【GraphCast】AI時代のお天気お姉さん!1分で10日の天気予報をするGoogleのAIが異常な精度を叩き出す
WEELメディア事業部リサーチャーのたけしです。
Google DeepMind社が開発した「GraphCast」というAI気象予測モデルをご存じでしょうか?実はGraphCast、従来モデルよりも省エネかつ短時間で正確な予測ができる、まさに革命的な気象予測モデルなのです!
本記事では、GraphCastの特徴や従来モデルとの違いについて、専門機関のデータなどを用いてわかりやすく解説します。GraphCastについて詳しく知りたい方は、ぜひ最後までご覧ください!
参考記事①:Meet DeepMind’s GraphCast: A Leap Forward in Machine Learning-Powered Weather Forecasting
参考記事②:Google DeepMind’s weather AI can forecast extreme weather faster and more accurately
Google DeepMindが革命的なAI気象予測モデル「GraphCast」を発表
▼GraphCastによる10日間の気象予測結果の例
2023年11月14日(現地時間)、Google DeepMind社は科学学術雑誌のScienceにて、新たなAI気象予測モデル「GraphCast」を発表しました。

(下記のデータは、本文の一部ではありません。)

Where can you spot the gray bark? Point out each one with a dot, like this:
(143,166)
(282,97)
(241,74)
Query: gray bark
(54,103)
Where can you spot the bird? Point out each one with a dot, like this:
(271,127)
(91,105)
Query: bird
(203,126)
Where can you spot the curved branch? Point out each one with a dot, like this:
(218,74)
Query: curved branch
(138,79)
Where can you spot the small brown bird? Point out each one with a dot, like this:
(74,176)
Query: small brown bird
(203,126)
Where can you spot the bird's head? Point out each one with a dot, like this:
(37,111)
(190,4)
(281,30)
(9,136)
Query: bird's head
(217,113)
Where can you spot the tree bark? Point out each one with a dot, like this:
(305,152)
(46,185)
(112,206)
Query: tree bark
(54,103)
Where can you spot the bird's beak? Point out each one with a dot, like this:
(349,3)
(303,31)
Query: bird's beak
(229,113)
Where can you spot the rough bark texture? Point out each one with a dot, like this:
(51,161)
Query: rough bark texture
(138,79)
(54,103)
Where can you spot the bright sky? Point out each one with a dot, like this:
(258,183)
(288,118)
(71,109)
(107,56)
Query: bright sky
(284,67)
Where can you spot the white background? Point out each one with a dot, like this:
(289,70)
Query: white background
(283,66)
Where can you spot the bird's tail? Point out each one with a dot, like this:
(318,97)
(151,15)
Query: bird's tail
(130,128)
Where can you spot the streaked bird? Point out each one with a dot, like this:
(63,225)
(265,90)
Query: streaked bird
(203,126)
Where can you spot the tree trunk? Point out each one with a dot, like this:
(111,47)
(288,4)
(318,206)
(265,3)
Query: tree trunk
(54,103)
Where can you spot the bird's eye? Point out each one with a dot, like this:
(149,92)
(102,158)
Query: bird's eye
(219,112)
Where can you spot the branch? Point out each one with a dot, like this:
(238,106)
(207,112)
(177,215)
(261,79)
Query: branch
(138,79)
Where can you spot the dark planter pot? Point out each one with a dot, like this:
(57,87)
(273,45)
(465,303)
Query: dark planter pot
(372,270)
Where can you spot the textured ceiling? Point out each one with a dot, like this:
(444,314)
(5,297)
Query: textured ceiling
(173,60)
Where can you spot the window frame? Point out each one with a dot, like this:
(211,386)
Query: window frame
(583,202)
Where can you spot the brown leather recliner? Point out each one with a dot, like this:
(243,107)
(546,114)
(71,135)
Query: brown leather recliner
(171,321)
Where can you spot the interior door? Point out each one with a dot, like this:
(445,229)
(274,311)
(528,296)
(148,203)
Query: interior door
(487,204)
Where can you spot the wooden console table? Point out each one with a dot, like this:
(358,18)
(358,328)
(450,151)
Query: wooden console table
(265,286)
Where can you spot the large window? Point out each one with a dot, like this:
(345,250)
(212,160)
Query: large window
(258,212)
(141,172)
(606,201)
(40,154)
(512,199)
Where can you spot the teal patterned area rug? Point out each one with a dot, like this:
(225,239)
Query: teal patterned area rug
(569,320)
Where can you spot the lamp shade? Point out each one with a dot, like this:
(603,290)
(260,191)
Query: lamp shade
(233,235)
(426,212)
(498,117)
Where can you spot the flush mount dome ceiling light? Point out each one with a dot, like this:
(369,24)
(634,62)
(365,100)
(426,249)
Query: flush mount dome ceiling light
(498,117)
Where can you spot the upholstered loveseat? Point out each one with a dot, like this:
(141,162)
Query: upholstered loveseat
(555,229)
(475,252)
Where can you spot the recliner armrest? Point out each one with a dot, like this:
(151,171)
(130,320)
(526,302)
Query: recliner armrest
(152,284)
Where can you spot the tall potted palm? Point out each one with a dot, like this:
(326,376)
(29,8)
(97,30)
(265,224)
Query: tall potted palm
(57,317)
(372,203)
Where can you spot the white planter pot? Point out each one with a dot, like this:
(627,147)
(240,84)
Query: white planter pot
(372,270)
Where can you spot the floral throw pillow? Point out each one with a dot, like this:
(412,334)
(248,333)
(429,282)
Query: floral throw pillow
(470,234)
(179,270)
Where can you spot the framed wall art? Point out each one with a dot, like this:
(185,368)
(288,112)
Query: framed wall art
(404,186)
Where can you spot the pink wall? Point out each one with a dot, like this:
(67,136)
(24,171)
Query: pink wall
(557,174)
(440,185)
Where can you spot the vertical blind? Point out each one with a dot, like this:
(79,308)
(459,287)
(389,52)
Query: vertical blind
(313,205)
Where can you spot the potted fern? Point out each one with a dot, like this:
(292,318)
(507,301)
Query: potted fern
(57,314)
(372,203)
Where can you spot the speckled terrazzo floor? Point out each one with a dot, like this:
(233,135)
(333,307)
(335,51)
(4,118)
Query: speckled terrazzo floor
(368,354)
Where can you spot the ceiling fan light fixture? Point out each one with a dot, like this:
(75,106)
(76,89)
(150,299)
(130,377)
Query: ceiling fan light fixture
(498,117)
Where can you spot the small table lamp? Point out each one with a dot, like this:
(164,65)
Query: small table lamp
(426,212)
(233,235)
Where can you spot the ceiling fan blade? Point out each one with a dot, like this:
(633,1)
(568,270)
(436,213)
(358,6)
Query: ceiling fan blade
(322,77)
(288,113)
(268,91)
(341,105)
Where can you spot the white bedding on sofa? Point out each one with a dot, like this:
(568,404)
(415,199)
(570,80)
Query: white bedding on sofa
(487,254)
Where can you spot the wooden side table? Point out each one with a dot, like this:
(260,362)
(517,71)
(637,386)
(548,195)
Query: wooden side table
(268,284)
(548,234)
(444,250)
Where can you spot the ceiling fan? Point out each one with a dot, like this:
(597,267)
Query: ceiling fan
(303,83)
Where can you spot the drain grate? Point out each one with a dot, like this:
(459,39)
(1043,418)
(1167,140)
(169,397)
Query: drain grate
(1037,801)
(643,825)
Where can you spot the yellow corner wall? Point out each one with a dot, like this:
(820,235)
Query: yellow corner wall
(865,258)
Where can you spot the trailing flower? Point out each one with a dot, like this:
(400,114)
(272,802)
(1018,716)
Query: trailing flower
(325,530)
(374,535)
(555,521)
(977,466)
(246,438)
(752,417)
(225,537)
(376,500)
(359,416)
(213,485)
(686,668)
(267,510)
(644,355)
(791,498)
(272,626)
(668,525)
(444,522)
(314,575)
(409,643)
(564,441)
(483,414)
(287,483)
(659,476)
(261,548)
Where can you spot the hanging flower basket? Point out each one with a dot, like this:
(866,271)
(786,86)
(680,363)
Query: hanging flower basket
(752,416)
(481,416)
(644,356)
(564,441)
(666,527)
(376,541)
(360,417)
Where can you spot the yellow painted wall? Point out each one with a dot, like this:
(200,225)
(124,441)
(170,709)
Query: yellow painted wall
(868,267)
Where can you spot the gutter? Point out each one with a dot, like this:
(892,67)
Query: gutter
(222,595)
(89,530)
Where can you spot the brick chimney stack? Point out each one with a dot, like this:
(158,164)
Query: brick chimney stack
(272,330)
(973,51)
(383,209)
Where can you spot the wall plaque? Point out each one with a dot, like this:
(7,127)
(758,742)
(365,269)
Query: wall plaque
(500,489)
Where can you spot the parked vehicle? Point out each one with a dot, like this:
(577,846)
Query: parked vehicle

GraphCastは10日先の天気まで素早く予測でき、従来モデルだと数時間かかっていた予測が、なんと1分以内に完了します。
またGraphCastは、ただ予測が早いだけでなく、正確性も非常に優れています。
例えばヨーロッパ中期予報センターの予測モデル(HRES)と比較した研究では、実験を行った約1,300区域のうち90%以上で、GraphCastがHRESよりも予測精度が優れていたそうです。さらに対流圏での予測に限れば、雨や気温など約12,000項目のうち99%以上で、GraphCastの方が優れているという結果になったのだとか。
GraphCastは現状、降水量など一部の項目では従来のモデルよりも予測精度が劣っており、実用化まではあと2~5年かかると言われています。
しかしGraphCastが将来的に実用化されれば、竜巻やハリケーンのような異常気象を素早く正確に予測し、世界中で多くの人命を救うことが期待されています。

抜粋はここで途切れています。